Vieles ist ungewohnt. Besonders die schwüle Hitze und der nächtliche Lärm – eine Mischung aus Autogeräuschen, anpreisenden Straßenhändlern, laufenden Fernsehern und lauten Gebetsrufern – haben sie in den ersten Wochen schlecht schlafen lassen. Die indonesische Küche hingegen sei hervorragend, schwärmt vor allem Annette Flade. Die Vegetarierin ist begeistert von den vielen Gemüsesorten und Tofu mit Erdnuss- oder Kokossoße.

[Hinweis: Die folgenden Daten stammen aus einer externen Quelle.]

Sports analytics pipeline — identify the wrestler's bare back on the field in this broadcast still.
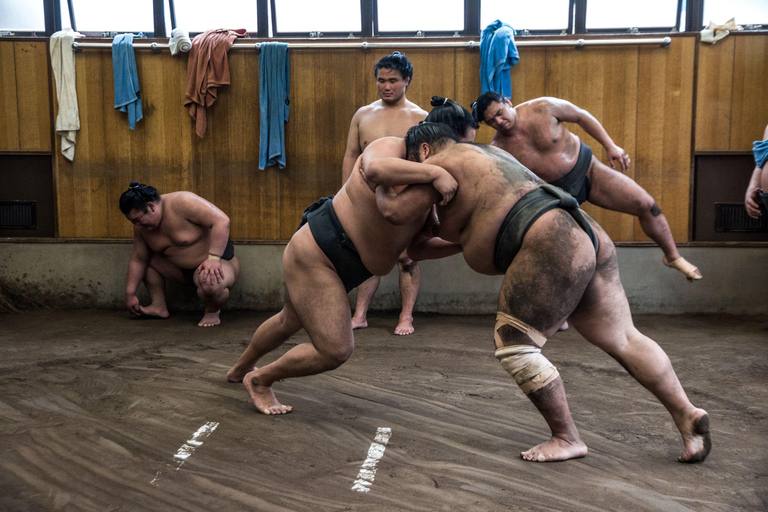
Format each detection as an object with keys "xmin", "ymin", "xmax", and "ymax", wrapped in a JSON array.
[
  {"xmin": 491, "ymin": 98, "xmax": 581, "ymax": 183},
  {"xmin": 425, "ymin": 144, "xmax": 543, "ymax": 275},
  {"xmin": 333, "ymin": 137, "xmax": 428, "ymax": 275},
  {"xmin": 134, "ymin": 192, "xmax": 216, "ymax": 268}
]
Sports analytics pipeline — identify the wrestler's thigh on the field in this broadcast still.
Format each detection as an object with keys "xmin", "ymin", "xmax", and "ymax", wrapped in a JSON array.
[
  {"xmin": 283, "ymin": 226, "xmax": 354, "ymax": 352},
  {"xmin": 569, "ymin": 218, "xmax": 633, "ymax": 351},
  {"xmin": 588, "ymin": 157, "xmax": 653, "ymax": 216},
  {"xmin": 149, "ymin": 253, "xmax": 185, "ymax": 284},
  {"xmin": 498, "ymin": 209, "xmax": 595, "ymax": 337}
]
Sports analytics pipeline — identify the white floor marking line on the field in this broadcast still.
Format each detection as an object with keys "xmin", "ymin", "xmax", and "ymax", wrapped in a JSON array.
[
  {"xmin": 149, "ymin": 421, "xmax": 219, "ymax": 485},
  {"xmin": 352, "ymin": 427, "xmax": 392, "ymax": 492}
]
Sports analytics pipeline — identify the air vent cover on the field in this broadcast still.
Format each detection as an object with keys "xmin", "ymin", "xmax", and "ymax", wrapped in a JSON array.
[
  {"xmin": 715, "ymin": 203, "xmax": 768, "ymax": 233},
  {"xmin": 0, "ymin": 201, "xmax": 37, "ymax": 229}
]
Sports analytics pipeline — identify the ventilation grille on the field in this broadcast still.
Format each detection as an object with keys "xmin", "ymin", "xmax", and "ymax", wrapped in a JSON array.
[
  {"xmin": 0, "ymin": 201, "xmax": 37, "ymax": 229},
  {"xmin": 715, "ymin": 203, "xmax": 768, "ymax": 233}
]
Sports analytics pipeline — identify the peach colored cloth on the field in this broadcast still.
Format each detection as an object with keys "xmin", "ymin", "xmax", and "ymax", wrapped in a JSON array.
[{"xmin": 184, "ymin": 28, "xmax": 247, "ymax": 138}]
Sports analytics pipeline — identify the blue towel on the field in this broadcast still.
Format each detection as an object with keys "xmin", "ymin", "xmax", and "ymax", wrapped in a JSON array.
[
  {"xmin": 752, "ymin": 140, "xmax": 768, "ymax": 169},
  {"xmin": 112, "ymin": 34, "xmax": 144, "ymax": 130},
  {"xmin": 259, "ymin": 43, "xmax": 290, "ymax": 170},
  {"xmin": 480, "ymin": 20, "xmax": 520, "ymax": 98}
]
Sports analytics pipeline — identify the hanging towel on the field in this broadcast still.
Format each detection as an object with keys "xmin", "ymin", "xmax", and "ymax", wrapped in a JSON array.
[
  {"xmin": 259, "ymin": 43, "xmax": 290, "ymax": 170},
  {"xmin": 112, "ymin": 34, "xmax": 144, "ymax": 130},
  {"xmin": 168, "ymin": 28, "xmax": 192, "ymax": 55},
  {"xmin": 480, "ymin": 20, "xmax": 520, "ymax": 98},
  {"xmin": 50, "ymin": 28, "xmax": 83, "ymax": 161},
  {"xmin": 184, "ymin": 28, "xmax": 247, "ymax": 138},
  {"xmin": 752, "ymin": 140, "xmax": 768, "ymax": 169}
]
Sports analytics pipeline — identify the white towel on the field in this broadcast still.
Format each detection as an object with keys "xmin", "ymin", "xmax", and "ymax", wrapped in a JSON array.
[
  {"xmin": 51, "ymin": 28, "xmax": 83, "ymax": 161},
  {"xmin": 168, "ymin": 28, "xmax": 192, "ymax": 55}
]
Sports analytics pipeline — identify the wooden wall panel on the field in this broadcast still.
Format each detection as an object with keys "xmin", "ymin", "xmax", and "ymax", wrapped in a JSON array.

Von ihren vielen Eindrücken berichten die Flades regelmäßig in ihrem Internet-Tagebuch. Sie haben auch Fotos dazugestellt, mit deren Hilfe man sich ein eigenes Bild machen kann. Vor seiner Abreise hat das Ehepaar noch eine entsprechende Seite eingerichtet, bequem am häuslichen PC. Auch das gestaltete sich ganz anders in ihrer Zeit auf Java, wo sie den Sprachunterricht besuchten. Zusammen mit weiteren zehn Sprachschülern aus allen Teilen der Welt, lebten sie in einer Art Herberge. Hier und auch in der Sprachschule hatten sie einen Anschluss ins WorldWideWeb. „Allerdings ist die Technik nicht die modernste und andere Gäste wollen auch an den Rechner“, berichtet Annette Flade von den Tücken. Trotzdem ist dieser langsame Computer ein wichtiges Kommunikationsinstrument für die Botschaften nach Deutschland. Besonders in der ersten Zeit zischten unzählige Mails durch das weltumspannende Netz. Was sie am meisten vermissen: Ein Gespräch mit den guten Freunden, Käse und dunkles Brot. „So ändern sich Bedürfnisse“, stellt Stefan Flade in einem Tagebucheintrag fest.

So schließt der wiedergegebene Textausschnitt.